We also consider two widely-used parallel skeletons:

• A Farm (\(\varDelta \)) skeleton, \(\varDelta ( nwCPU , nwGPU ,f,x)\), represents the application of a single function, f, to the sequence of independent inputs,

  \(x_1,x_2,x_3,\ldots ,x_n\), in parallel. In the farm implementation that we consider, a specific number of worker threads is created, and the inputs are assigned to these worker threads in a round-robin fashion. Here nwCPU/nwGPU are, respectively, the number of worker threads executed on CPUs/GPUs.

• The Pipeline (\(\parallel \)) skeleton applies the composition of the functions

  \(f_1, f_2, \ldots , f_n\), in parallel to a sequence of independent inputs \(x_1,x_2,\ldots ,x_m\), where the output of \(f_i\) is the input to \(f_{i+1}\). Parallelism arises from the fact that \(f_i(x_j)\) can be computed in parallel with \(f_{i+1}(f_i(x_{j-1}))\). In the implementation that we consider, a separate thread is assigned to each pipeline stage (function \(f_i\)). We denote the pipeline skeleton by \((f_1 \parallel f_2 \parallel \dots \parallel f_n)(x) \). Note that the pipeline skeleton does not accept the number of workers as an input, because a pipeline stage is always executed in one thread. If we want multiple threads to execute a single pipeline stage, to parallelise processing of items from its inputs, we compose it with the farm skeleton.

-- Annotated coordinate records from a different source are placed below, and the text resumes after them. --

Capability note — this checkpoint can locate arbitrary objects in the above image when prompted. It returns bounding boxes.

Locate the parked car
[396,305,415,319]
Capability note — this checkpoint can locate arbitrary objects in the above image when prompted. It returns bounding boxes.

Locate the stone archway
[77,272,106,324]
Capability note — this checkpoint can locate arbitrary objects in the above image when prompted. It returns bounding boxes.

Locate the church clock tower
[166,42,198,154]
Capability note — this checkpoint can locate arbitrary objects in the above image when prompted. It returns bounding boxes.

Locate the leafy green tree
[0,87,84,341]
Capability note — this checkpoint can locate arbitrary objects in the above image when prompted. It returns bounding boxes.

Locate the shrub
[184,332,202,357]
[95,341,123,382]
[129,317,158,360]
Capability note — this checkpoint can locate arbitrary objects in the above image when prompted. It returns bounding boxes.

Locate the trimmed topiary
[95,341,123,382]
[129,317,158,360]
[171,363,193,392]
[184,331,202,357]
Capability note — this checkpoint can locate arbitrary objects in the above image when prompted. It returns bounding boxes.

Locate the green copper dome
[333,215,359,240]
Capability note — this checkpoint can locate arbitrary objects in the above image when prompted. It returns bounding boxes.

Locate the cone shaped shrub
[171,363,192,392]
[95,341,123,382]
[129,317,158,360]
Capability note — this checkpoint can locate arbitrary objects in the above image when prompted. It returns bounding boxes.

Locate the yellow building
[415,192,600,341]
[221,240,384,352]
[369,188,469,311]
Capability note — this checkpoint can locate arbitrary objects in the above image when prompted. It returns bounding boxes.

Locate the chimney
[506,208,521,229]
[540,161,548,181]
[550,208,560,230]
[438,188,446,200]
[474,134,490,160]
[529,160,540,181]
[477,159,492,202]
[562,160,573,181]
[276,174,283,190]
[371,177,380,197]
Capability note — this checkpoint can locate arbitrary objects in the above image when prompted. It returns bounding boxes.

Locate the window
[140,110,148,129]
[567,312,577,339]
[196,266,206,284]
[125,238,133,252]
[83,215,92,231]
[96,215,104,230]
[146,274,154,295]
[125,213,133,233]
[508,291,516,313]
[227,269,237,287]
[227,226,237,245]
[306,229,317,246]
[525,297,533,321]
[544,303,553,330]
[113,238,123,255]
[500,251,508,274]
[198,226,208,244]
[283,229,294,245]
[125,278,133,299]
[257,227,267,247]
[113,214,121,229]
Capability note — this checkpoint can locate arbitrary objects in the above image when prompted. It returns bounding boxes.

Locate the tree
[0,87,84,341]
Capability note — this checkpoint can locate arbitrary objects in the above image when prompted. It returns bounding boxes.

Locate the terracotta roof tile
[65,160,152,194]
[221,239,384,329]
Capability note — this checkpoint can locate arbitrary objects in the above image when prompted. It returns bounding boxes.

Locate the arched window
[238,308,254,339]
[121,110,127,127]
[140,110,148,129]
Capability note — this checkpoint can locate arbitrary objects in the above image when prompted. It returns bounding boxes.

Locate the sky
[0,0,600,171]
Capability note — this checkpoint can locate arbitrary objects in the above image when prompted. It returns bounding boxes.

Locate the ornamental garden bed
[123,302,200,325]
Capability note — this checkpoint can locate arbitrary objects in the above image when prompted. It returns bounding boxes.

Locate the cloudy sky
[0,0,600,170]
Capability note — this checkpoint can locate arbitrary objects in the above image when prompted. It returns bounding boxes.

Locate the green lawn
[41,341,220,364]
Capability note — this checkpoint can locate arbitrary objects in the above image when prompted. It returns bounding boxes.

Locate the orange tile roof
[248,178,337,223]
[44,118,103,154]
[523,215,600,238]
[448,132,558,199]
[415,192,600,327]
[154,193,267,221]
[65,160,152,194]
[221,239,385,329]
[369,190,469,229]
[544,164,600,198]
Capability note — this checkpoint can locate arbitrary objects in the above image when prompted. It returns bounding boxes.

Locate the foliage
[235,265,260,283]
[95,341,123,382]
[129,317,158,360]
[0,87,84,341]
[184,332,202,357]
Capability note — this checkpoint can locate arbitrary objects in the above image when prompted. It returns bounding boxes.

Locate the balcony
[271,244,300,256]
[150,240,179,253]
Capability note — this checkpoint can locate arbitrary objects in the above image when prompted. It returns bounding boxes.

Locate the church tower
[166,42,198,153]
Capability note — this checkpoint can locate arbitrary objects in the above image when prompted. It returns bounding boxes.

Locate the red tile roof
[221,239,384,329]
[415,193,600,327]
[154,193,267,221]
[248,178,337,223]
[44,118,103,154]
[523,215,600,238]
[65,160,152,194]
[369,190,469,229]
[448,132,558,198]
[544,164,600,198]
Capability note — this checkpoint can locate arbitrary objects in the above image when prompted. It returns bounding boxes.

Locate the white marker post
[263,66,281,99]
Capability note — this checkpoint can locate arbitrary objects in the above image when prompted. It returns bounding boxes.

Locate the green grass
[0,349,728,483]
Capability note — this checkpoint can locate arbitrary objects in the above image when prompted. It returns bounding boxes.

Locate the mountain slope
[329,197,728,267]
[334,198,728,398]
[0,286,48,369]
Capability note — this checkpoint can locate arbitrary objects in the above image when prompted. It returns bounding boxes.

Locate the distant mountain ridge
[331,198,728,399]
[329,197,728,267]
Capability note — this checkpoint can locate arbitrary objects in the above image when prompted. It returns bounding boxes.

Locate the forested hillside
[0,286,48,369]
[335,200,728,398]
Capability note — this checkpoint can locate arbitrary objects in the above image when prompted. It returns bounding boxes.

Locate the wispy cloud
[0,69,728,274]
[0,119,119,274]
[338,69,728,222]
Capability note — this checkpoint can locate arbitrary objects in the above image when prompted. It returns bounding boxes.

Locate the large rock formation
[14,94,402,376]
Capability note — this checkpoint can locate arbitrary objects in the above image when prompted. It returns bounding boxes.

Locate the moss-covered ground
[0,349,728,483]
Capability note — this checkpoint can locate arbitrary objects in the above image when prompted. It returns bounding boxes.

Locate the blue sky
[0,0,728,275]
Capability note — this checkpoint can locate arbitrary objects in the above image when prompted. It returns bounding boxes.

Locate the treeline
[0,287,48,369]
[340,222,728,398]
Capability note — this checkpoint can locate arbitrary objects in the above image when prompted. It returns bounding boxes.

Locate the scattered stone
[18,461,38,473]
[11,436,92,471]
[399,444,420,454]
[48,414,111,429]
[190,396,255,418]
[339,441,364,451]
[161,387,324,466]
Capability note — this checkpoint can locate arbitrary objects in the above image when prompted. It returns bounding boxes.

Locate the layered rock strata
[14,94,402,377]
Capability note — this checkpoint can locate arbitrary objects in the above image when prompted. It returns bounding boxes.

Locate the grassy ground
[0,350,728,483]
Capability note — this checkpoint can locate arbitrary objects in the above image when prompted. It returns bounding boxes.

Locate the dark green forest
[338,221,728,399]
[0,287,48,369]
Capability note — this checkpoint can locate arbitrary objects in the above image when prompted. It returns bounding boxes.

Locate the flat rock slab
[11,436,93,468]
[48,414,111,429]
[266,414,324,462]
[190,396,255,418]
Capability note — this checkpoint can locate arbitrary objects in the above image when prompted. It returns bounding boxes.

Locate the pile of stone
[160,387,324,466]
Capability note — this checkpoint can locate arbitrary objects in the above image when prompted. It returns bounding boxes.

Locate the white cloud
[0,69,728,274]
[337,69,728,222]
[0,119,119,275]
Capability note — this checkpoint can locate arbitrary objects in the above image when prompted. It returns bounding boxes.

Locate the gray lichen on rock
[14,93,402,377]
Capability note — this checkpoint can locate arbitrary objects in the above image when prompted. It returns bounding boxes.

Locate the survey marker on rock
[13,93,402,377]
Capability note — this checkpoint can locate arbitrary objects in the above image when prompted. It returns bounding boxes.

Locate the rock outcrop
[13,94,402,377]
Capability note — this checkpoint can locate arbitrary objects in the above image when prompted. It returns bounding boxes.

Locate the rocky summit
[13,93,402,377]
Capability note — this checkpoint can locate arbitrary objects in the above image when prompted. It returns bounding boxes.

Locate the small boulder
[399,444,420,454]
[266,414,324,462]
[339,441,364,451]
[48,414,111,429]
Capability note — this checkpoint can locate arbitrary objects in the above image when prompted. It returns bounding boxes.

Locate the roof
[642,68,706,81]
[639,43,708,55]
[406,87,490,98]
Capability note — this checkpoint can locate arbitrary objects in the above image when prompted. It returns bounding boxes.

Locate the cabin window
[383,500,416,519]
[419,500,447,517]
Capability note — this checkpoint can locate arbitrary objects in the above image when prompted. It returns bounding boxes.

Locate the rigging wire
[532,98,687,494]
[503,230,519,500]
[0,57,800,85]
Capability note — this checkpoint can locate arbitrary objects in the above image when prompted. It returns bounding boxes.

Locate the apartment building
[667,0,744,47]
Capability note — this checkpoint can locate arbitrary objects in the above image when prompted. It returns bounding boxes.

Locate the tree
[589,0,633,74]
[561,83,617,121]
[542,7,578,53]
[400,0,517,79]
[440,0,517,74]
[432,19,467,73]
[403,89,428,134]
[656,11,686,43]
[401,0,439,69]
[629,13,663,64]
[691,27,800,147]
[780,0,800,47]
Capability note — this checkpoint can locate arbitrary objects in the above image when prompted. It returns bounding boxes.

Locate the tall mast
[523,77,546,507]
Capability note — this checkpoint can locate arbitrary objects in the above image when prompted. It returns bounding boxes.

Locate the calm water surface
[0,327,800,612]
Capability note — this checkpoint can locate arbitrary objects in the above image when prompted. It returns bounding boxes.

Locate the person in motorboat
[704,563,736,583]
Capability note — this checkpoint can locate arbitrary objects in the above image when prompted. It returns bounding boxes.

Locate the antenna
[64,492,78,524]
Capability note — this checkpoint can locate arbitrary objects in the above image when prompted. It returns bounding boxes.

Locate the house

We also allow nested skeletons. It is, therefore, possible to, for example, nest a pipeline inside a farm, \(\varDelta (nwCPU,nwGPU,f1 \parallel f2, x)\). A skeletal configuration abstracts over the skeleton parameters (e.g. the number and type of workers in a farm), thus focusing only on the nesting structure of the skeletons. In a skeletal configuration, we denote \(\varDelta ( nwCPU , nwGPU ,f,x)\) simply by \(\varDelta (f)\), and \((f_1 \parallel f_2 \parallel \dots \parallel f_n)(x)\) by \(f_1 \parallel f_2 \dots \parallel f_n\). For example, the skeletal configuration \(\varDelta (f) \parallel (g \circ \varDelta (h))\) denotes a pipeline of two stages, (1) a farm whose worker function is f, and (2) a sequential composition of function g with a farm whose worker function is h.

2.2 Refactoring

Refactoring is the process of changing the structure of a program while preserving its functional semantics in order, for example, to increase code quality, programming productivity and code reuse. The term refactoring was first introduced by Opdyke in his PhD thesis in 1992 [22], and the concept goes back at least to the fold/unfold system proposed by Burstall and Darlington in 1977 [10]. Refactoring is a semi-automatic approach that is much more general than fully automated parallelisation techniques, which typically only work for a very limited range of cases under limited conditions. Additionally, unlike simple loop parallelisation, refactoring is applicable to a much wider range of possible parallel structures, since the parallelism is introduced in a controlled way via skeletons. In this paper we make use of a refactoring extension [7] for Eclipse, that introduces and tunes parallelism in C++ by introducing a nesting of skeletons into the application semi-automatically by user-guidance.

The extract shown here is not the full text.